Mais elle en a fait aussi gagner énormément à la Télévision nationale, grâce à ces mêmes émissions, qui ont dopé l'audience de la chaîne Tunis 7, devenue aujourd'hui Watania 1.
Sami Fehri a, sans doute, utilisé sa proximité avec Belhassen Trabelsi et le Palais de Carthage pour faire acheter ses émissions par la télévision nationale – un autre producteur aurait eu, peut-être, plus de mal à le faire –, mais on ne peut pas dire que celle-ci a perdu au change. Elle a, au contraire, augmenté ses recettes de publicité et son audience et, ce faisant, elle s'est réconciliée avec les téléspectateurs qui la boudaient au profit des chaînes étrangères.
On peut reprocher beaucoup de choses à Sami Fehri, notamment d'être un grand opportuniste – mais qui ne l'était pas dans ce secteur où les entrées politiques pèsent parfois autant sinon plus que le savoir-faire? –, mais on doit lui reconnaitre au moins un certain talent: avec deux ou trois émissions à succès, il a révolutionné le paysage audiovisuel tunisien.
Il n'est peut-être pas un créateur de génie, mais c'est un «copieur» hors-pair: ses productions, qui sont inspirées d'émissions à succès passées dans des télévisions étrangères, sont souvent très appréciées par les téléspectateurs tunisiens.
On peut comprendre que les bras cassés de la télévision nationale en veuillent à Sami Fehri – son talent met à nu leur incompétence crasse –, ce n'est malheureusement pas lui qui est en train de provoquer, aujourd'hui, la faillite de cet établissement!
Responsables mais pas coupables
En ce qui concerne les 5 ex-Pdg de la Télévision nationale, les accusations dont ils font l'objet nous semblent pour le moins excessives. Car, en tant que hauts cadres de la fonction publique, dont la mission était purement exécutive – leur marge de décision, on le sait, était trop limitée, comme souvent sous les dictatures –, ils devaient exécuter des contrats passés entre l'établissement dont ils avaient la charge et la société Cactus Prod.
Ces contrats étaient peut-être plus favorables à Cactus Prod qu'à l'ETT, mais qui, se trouvant dans la même situation, aurait eu la témérité de refuser d'appliquer un contrat... imposé par la présidence de la république et visé par le Premier ministère?
A moins de prouver que MM Gouja, Fridhi, Khammari, Ben Nasr et Fehri Chelbi aient pu tirer un quelconque profit personnel (un virement, un chèque, un cadeau...) de l'exécution des contrats avec Cactus Prod, l'accusation de corruption dont ils font l'objet nous semble saugrenue.

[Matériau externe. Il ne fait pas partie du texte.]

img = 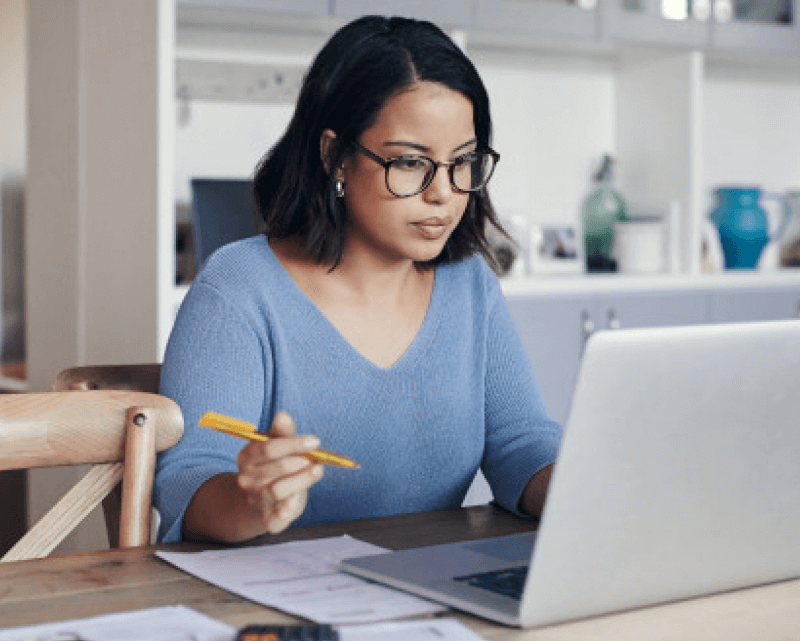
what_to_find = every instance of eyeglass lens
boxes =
[386,152,495,196]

Ils étaient, certes, responsables des écarts qui auraient pu être commis – à l'insu de leur plein gré –, mais étaient-ils, pour autant, coupables? Qu'on nous permette d'en douter...

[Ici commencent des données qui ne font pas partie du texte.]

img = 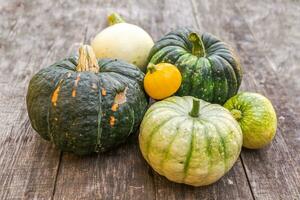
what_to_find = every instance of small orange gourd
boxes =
[144,63,182,100]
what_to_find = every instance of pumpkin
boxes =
[144,63,181,100]
[91,13,154,71]
[139,96,242,186]
[149,28,242,104]
[26,45,147,155]
[224,92,277,149]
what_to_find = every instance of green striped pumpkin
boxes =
[148,28,242,104]
[224,92,277,149]
[139,96,243,186]
[26,46,148,155]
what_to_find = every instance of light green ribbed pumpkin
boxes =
[139,96,243,186]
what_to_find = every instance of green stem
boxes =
[189,32,206,57]
[189,98,200,117]
[147,63,156,74]
[76,45,100,73]
[107,13,125,26]
[230,109,242,121]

Les juges, qui ont fait appel à des experts pour examiner tous les aspects du dossier (juridiques, financiers, etc.), ne manqueront, on en est persuadé, de résister aux pressions politiques liées à ce dossier et de rendre justice dans le strict respect de la loi et de l'éthique, et loin de tout esprit de revanche.
Illustration: De gauche à droite et de haut en bas: Sami Fehri, Abdelwaheb Abdallah, Mohamed Fehri Chelbi, Moncef Gouja et Mustapha Khammari.